Our readers have always been attentive and lavished us with comments, suggestions, constructive criticism and declarations of love for Florence and our journalism. Now, they drive us to do our best. We feel the need to understand what is happening in Florence, which for so many conjures up memories and elicits plans to study abroad, move here for work or take a vacation. This has generated a growing sense of responsibility in our team. For 15 years, we have had the privilege to report from Florence. Now we must do so with renewed integrity as we make our own humble contribution to its revival. Our readers do not just want to be informed; they feel a debt of gratitude to this city and for what Florence has given them. They ask us what they can do to help; they urge us not to give up; they reassure us that they will return as soon as they are able to do so. Their words fill our hearts with hope.



For this special issue of The Florentine, in addition to articles written across our community and striking photography, we have decided to listen to the people who are not exempt from what is happening, but who, by virtue of the institutional roles they hold and their positive attitude to life, are already able to glimpse the seeds of rebirth and revival.
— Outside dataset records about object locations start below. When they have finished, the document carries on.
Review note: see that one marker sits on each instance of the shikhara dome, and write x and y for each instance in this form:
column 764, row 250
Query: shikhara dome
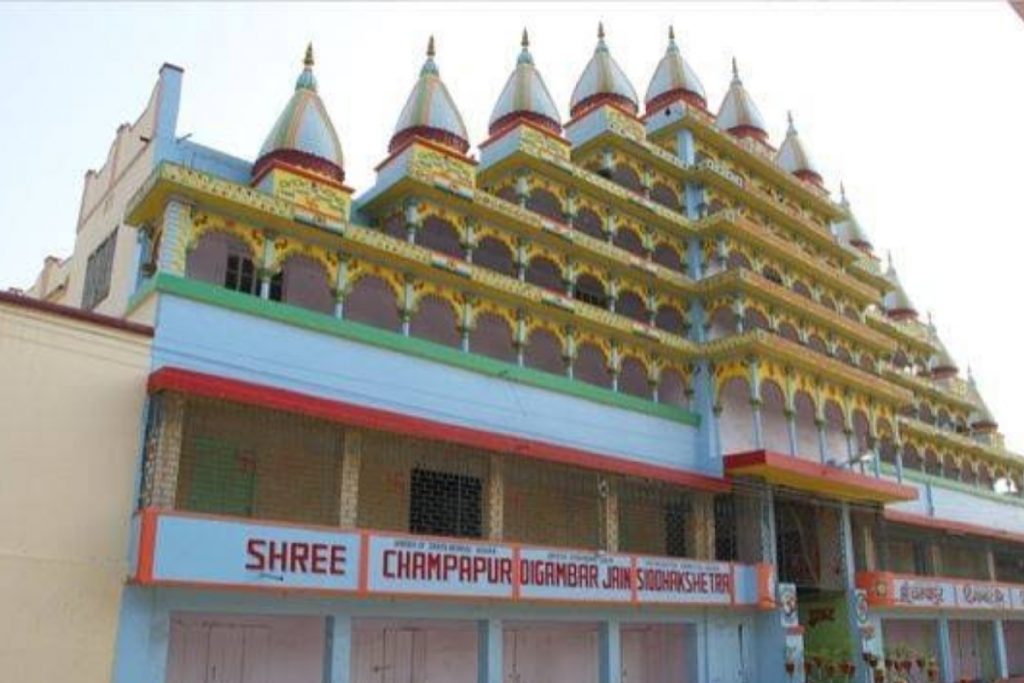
column 525, row 95
column 303, row 134
column 793, row 156
column 738, row 115
column 430, row 112
column 674, row 79
column 603, row 80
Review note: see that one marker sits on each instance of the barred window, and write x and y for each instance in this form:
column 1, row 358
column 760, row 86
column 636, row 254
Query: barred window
column 97, row 272
column 444, row 504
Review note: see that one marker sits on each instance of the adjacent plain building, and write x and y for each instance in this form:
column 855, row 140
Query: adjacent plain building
column 627, row 397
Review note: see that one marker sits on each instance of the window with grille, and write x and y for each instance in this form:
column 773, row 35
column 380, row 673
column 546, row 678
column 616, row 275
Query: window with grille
column 725, row 528
column 444, row 504
column 241, row 275
column 97, row 272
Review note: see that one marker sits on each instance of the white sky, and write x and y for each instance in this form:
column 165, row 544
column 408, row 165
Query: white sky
column 915, row 107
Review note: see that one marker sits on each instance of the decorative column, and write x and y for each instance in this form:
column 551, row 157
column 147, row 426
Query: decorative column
column 337, row 648
column 160, row 476
column 496, row 498
column 408, row 296
column 341, row 285
column 466, row 324
column 489, row 651
column 520, row 338
column 266, row 264
column 414, row 219
column 351, row 462
column 759, row 436
column 609, row 652
column 700, row 529
column 608, row 491
column 175, row 235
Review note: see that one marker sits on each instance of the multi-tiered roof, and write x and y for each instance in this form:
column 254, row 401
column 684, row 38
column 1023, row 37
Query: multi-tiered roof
column 602, row 247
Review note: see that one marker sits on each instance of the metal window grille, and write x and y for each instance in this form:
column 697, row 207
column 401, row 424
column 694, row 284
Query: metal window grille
column 97, row 272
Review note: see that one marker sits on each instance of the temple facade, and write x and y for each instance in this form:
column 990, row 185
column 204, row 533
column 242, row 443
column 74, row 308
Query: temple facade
column 625, row 397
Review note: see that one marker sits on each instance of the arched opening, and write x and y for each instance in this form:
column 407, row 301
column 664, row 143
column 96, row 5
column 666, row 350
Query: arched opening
column 544, row 351
column 630, row 241
column 632, row 305
column 912, row 459
column 807, row 427
column 867, row 363
column 492, row 336
column 545, row 272
column 440, row 236
column 772, row 274
column 836, row 445
column 670, row 319
column 773, row 420
column 736, row 419
column 668, row 256
column 633, row 378
column 545, row 203
column 508, row 194
column 665, row 196
column 495, row 255
column 738, row 260
column 724, row 322
column 435, row 319
column 305, row 283
column 755, row 319
column 394, row 225
column 627, row 177
column 788, row 331
column 588, row 222
column 591, row 366
column 590, row 290
column 843, row 353
column 372, row 301
column 672, row 387
column 861, row 432
column 225, row 260
column 816, row 343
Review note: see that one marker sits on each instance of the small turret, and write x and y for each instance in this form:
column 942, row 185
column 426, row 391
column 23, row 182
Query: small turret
column 303, row 135
column 430, row 113
column 674, row 80
column 602, row 81
column 738, row 115
column 525, row 97
column 793, row 157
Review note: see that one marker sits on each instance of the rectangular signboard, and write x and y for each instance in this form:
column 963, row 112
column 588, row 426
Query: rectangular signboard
column 430, row 566
column 198, row 550
column 547, row 573
column 677, row 581
column 201, row 550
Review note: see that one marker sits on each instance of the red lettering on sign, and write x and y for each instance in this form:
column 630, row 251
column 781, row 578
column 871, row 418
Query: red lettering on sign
column 295, row 557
We have decided to focus on individual qualities—vision, ability to analyse, solidarity, practicality—which are required to withstand the storm and, when the time is right, start over. We asked for these people’s thoughts and they agreed, enthusiastic to say their piece.
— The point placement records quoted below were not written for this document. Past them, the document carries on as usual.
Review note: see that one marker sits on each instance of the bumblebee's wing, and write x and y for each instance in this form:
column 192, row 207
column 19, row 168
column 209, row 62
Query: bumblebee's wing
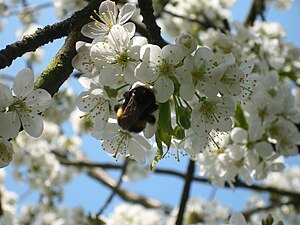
column 131, row 114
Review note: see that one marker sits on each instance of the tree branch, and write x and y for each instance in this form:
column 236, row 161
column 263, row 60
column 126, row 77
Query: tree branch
column 47, row 34
column 238, row 183
column 149, row 20
column 250, row 212
column 185, row 192
column 109, row 199
column 257, row 8
column 101, row 176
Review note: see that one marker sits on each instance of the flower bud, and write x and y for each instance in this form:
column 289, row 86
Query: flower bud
column 6, row 152
column 187, row 41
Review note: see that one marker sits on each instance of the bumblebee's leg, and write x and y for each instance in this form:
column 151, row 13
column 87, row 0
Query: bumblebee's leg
column 150, row 119
column 138, row 126
column 116, row 107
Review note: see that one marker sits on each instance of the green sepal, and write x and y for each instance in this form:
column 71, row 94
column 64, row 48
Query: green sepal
column 239, row 117
column 93, row 220
column 179, row 132
column 165, row 130
column 184, row 115
column 159, row 152
column 112, row 93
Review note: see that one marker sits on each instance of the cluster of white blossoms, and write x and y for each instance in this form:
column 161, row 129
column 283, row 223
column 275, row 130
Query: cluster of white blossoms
column 8, row 202
column 21, row 110
column 134, row 214
column 173, row 16
column 199, row 211
column 66, row 7
column 36, row 163
column 196, row 90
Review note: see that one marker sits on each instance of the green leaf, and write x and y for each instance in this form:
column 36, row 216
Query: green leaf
column 184, row 115
column 164, row 129
column 93, row 220
column 158, row 5
column 112, row 93
column 159, row 153
column 179, row 132
column 240, row 119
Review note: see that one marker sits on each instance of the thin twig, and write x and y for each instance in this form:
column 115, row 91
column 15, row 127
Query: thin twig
column 114, row 192
column 47, row 34
column 150, row 21
column 185, row 192
column 257, row 9
column 238, row 183
column 250, row 212
column 101, row 176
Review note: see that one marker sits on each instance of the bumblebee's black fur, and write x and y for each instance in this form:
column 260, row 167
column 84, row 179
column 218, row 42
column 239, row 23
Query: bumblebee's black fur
column 136, row 110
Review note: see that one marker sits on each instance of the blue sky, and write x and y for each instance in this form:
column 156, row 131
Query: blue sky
column 85, row 192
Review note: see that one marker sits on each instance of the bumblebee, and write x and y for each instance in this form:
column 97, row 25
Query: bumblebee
column 136, row 110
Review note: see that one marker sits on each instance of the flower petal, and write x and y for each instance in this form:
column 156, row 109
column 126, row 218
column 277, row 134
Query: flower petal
column 6, row 98
column 23, row 83
column 38, row 100
column 136, row 151
column 164, row 89
column 10, row 124
column 125, row 13
column 32, row 124
column 237, row 219
column 264, row 149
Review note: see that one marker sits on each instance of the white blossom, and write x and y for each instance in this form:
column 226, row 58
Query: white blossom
column 109, row 16
column 6, row 152
column 24, row 107
column 159, row 67
column 120, row 142
column 117, row 57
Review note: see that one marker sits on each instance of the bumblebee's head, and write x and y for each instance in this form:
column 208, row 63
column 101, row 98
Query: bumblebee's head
column 137, row 109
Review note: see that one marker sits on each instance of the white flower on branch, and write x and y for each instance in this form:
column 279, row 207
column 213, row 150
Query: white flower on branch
column 120, row 142
column 118, row 56
column 160, row 66
column 6, row 152
column 23, row 108
column 108, row 16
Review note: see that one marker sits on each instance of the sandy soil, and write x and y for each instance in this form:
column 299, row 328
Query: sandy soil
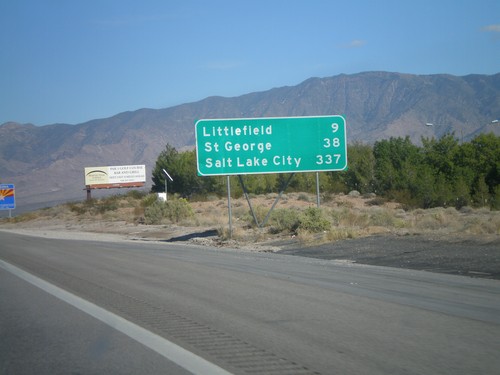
column 446, row 251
I’ll finish with a personal consideration: we should have stopped and we couldn’t. This virus has forced us to halt. What’s the lesson as we move forward? To live with confidence, not seeking assurances about our existence and simply being grateful for the life we lead. The only way to do this is by becoming our own rulers, recognizing the essential values to which to aspire, through discipline and dedication, seeking inner awakening every day. If we manage to accomplish that, then #andràtuttobene (everything will be alright).